The relationship between Landis and Cheston is meaningful and intentional. We are able to work together with a shared vision and toward a common goal. The staff are “yes people,” collaborating in ways to find a yes that benefits both sides. They are what community collaborators should be like.

Delta Upsilon

volunteer members with a can-do attitude

BaconFest. Those two simple words motivate a group of guys to wake up at 4 a.m. and help prepare the City of Easton for 85,000 visitors. Of course, they do a lot of setup, but they also eat lots of bacon and ride the mechanical pig. This blend of “volun-fun,” a term that combines the fun that comes with volunteering, is a driving factor. It’s what prompts them to help on LaFarm by growing veggies, tending the community plot, and fixing the fence.

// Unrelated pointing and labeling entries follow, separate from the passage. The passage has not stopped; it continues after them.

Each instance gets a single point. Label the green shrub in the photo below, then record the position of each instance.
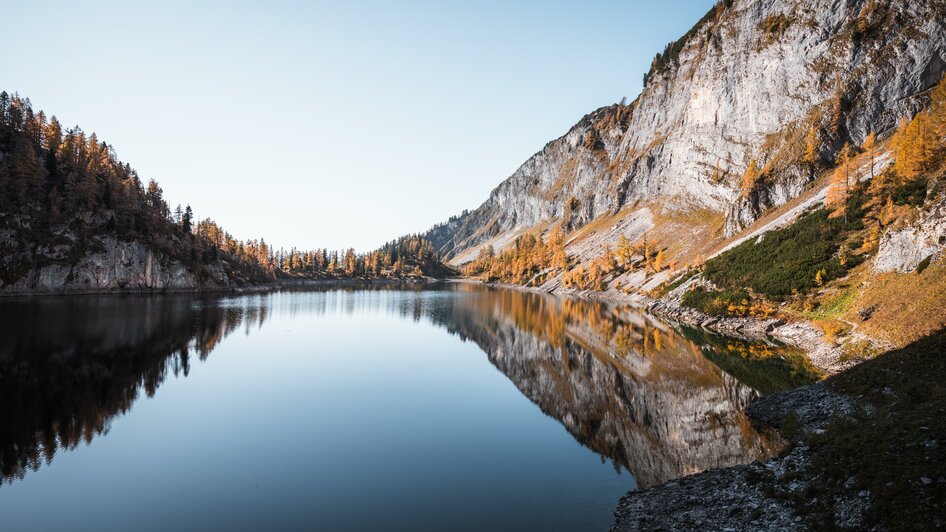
(716, 303)
(786, 260)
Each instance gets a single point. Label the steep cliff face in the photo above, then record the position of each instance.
(754, 81)
(903, 249)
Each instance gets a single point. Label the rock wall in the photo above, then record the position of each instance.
(749, 83)
(903, 249)
(117, 265)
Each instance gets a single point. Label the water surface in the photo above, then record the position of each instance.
(454, 407)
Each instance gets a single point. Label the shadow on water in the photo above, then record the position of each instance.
(656, 401)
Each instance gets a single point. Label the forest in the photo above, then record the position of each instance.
(60, 187)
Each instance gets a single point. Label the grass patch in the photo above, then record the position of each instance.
(794, 259)
(834, 304)
(666, 288)
(907, 306)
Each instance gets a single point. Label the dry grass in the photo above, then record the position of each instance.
(907, 306)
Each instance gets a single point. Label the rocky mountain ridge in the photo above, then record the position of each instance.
(748, 87)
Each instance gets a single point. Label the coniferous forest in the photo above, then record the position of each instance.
(62, 192)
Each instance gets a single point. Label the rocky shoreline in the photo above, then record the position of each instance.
(756, 496)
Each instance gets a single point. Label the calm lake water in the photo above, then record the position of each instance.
(452, 407)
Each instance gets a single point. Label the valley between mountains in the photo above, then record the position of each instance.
(781, 177)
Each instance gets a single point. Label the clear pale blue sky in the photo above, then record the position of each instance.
(329, 124)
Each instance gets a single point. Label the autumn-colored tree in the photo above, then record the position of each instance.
(839, 189)
(913, 146)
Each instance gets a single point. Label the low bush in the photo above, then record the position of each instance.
(793, 259)
(717, 303)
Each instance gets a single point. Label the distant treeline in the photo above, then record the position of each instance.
(59, 187)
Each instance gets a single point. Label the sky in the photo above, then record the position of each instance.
(330, 124)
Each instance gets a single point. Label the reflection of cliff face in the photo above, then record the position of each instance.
(56, 392)
(624, 385)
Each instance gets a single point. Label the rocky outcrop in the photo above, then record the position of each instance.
(904, 249)
(116, 265)
(747, 84)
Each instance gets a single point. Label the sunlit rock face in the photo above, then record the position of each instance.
(903, 249)
(750, 81)
(629, 388)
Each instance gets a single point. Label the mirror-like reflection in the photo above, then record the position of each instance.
(655, 401)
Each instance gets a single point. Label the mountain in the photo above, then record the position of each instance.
(75, 218)
(739, 116)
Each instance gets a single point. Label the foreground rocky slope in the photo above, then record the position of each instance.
(867, 454)
(748, 86)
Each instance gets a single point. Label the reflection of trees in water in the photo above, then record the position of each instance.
(625, 385)
(68, 367)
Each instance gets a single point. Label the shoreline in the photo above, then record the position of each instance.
(274, 286)
(800, 334)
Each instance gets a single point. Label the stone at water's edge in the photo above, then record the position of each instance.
(120, 265)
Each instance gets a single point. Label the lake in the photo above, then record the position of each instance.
(442, 407)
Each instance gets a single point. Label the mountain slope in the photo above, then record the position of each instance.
(748, 87)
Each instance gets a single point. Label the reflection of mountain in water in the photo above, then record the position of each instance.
(624, 385)
(69, 366)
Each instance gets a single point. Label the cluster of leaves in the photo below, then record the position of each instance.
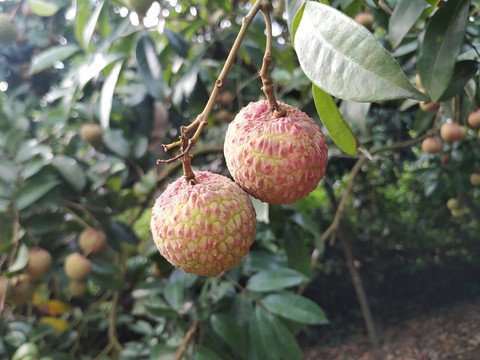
(141, 78)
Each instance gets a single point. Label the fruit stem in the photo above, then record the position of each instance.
(268, 87)
(200, 122)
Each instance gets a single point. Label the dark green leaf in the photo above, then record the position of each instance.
(149, 66)
(338, 129)
(71, 171)
(441, 45)
(47, 58)
(271, 280)
(177, 41)
(295, 307)
(229, 331)
(406, 13)
(106, 96)
(344, 59)
(34, 190)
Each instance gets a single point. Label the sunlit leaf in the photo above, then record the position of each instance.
(336, 126)
(49, 57)
(344, 59)
(441, 45)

Members get involved and aren’t afraid to get dirty. They are involved in Pre-Orientation Service Program, America Reads, Lafapalooza, and another downtown activity, Spring Into Easton.

Why ♥ Landis

Landis does a great job of providing opportunities to us to offer service to our community. We like to give back and want to find ways to bond with each other outside the house. We are go-getters, and Landis gives us ways to demonstrate individual and group leadership and to show how we care about our College, our classmates, and our community.